The City: A Novel

“Nothing.”

 

 

Her face was simultaneously beautiful and cruel, but as I would learn in time, cruelty was the truth of Fiona Cassidy. She stared at me, and I held her stare because I thought that if I glanced away she would come around the bed again and hurt me. Finally she stepped into the hallway, leaving the door open, and moved out of sight toward the front of the apartment.

 

At that moment, as though she willed it to add drama to her exit, the sky loosed an entire quiver of lightning bolts, and cataclysmic thunder followed closely, rattling window glass and reverberating through the walls as if the building were a drum, and rain fell in torrents.

 

I stood there, trembling, mortified, having betrayed the image of myself that I had crafted and cherished. The man of the family. How absurd that seemed now. I was a boy, not a man, and the merest stick figure of a boy.

 

Grandpa Teddy often said that musical talent was an unearned grace, that I should give thanks for it every day, and that it was my obligation and my honor to make the most of the gift. But right then, I would have traded talent for brawn, youth for age, wishing myself a grown man, thick-necked and broad-chested, a tower of muscle.

 

Although I intended to give Fiona Cassidy plenty of time to leave the apartment, shame and a need for redemption compelled me to follow her sooner than might have been prudent. I hurried along the hallway to the living room, but she wasn’t there. The apartment door was shut, the deadbolt engaged, which suggested that she remained somewhere in our few rooms.

 

Summer rain slanted under the raised sash of each front window, spattering the sill and spilling into the apartment. I closed one, then the other, and with considerable trepidation, I searched our rooms and closets and even looked under my mother’s bed, and then under mine. I was relieved to find myself alone, but I was also mystified. Creepy. Definitely creepy.
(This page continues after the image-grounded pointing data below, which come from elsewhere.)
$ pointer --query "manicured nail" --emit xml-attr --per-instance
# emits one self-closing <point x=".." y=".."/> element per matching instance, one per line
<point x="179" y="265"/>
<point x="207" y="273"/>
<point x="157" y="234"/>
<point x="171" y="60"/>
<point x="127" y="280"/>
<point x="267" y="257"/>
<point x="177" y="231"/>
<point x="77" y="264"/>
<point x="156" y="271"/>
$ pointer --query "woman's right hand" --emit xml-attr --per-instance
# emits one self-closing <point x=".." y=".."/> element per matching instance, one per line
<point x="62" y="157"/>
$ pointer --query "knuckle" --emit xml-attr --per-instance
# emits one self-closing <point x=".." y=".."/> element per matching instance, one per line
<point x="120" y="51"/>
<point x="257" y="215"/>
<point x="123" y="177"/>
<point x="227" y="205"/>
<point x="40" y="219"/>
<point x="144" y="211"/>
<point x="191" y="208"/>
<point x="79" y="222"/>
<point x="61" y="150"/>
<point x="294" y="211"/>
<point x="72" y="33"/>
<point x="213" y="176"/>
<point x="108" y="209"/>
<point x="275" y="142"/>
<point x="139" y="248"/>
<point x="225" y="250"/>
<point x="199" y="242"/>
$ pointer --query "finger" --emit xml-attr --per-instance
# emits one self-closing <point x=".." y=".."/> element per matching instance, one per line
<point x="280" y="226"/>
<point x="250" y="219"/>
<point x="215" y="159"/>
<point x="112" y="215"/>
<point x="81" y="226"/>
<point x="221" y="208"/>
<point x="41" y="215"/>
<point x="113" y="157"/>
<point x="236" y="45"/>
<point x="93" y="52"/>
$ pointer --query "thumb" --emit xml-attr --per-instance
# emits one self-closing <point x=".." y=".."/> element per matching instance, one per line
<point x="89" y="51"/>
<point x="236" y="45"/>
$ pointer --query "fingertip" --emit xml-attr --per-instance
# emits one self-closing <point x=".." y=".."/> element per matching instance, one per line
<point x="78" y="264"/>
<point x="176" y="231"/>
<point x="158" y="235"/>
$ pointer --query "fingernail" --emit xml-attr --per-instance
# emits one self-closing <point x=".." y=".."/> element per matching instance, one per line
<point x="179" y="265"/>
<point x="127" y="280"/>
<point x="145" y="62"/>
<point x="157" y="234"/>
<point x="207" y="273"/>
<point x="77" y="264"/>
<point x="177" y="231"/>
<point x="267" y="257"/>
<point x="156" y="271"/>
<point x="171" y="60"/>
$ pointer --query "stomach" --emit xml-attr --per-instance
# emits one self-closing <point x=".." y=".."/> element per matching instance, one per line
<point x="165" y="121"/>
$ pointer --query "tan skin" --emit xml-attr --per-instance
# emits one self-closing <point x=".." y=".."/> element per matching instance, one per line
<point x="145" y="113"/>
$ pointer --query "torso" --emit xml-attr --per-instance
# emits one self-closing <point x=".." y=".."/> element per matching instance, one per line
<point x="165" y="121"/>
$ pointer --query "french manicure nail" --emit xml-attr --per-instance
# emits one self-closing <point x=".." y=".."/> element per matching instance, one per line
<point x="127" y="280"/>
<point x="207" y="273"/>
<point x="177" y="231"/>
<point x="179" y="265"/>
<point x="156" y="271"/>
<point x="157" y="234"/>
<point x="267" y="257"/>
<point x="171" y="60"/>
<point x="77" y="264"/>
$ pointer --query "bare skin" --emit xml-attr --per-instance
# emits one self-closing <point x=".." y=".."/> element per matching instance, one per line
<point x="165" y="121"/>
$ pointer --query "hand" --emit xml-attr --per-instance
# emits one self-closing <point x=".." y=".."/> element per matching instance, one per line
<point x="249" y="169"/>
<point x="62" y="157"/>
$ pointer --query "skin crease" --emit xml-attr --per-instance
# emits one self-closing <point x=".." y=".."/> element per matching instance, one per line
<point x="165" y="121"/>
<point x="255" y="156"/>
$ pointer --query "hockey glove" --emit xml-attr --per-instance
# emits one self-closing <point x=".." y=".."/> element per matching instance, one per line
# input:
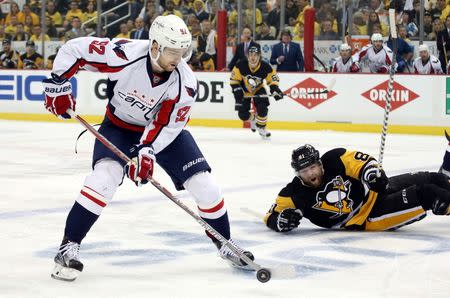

But nothing serious yet.

 

 

 

 

 

22

 

 

When Mr. Smaller, the superintendent and conspiracy theorist, failed to answer his bell, I sought him elsewhere. He might have been in any apartment, attending to repairs of one kind or another, but first I went to the basement, where he could often be found. I used the interior stairs instead of going outside to the alley entrance, and as I descended those steep wooden treads, I heard my quarry talking to himself from somewhere in the labyrinth of mechanical systems that sustained the building.

 

The footprint of that lower realm was the same as any floor of the apartment building, and yet it seemed larger, cavernous, partly because the pipes and boilers and electrical conduits and big fuse boxes and other equipment created a maze bewildering to one as small as me, and partly because the lighting scheme was decades old and inadequate. Shadows pooled everywhere and hung like funeral bunting along the work aisles. Here also were many unlabeled barrels and large packing crates stenciled with numbers that didn’t reveal what they contained, contributing to the basement’s air of mystery.

 

With the muffled tumult of the storm echoing down through vents that led all the way to the roof, with windblown rain churning at the narrow and filthy ground-level windows near the ceiling, the basement had become an even more off-putting realm than usual.

 

On the floor, a spider the size of a quarter scurried out of shadows and along a band of light. I froze at the sight of it. I didn’t like spiders, but my aversion to this one was inexplicably strong. The encounter with Fiona Cassidy had spooked me more than any movie about space aliens or voodoo. My nerves were taut. Instead of stamping on the spider, I watched with apprehension as it crossed my path, convinced that every moment of this strange morning was fraught with occult meaning and peril, and I thought, Worse luck than a black cat.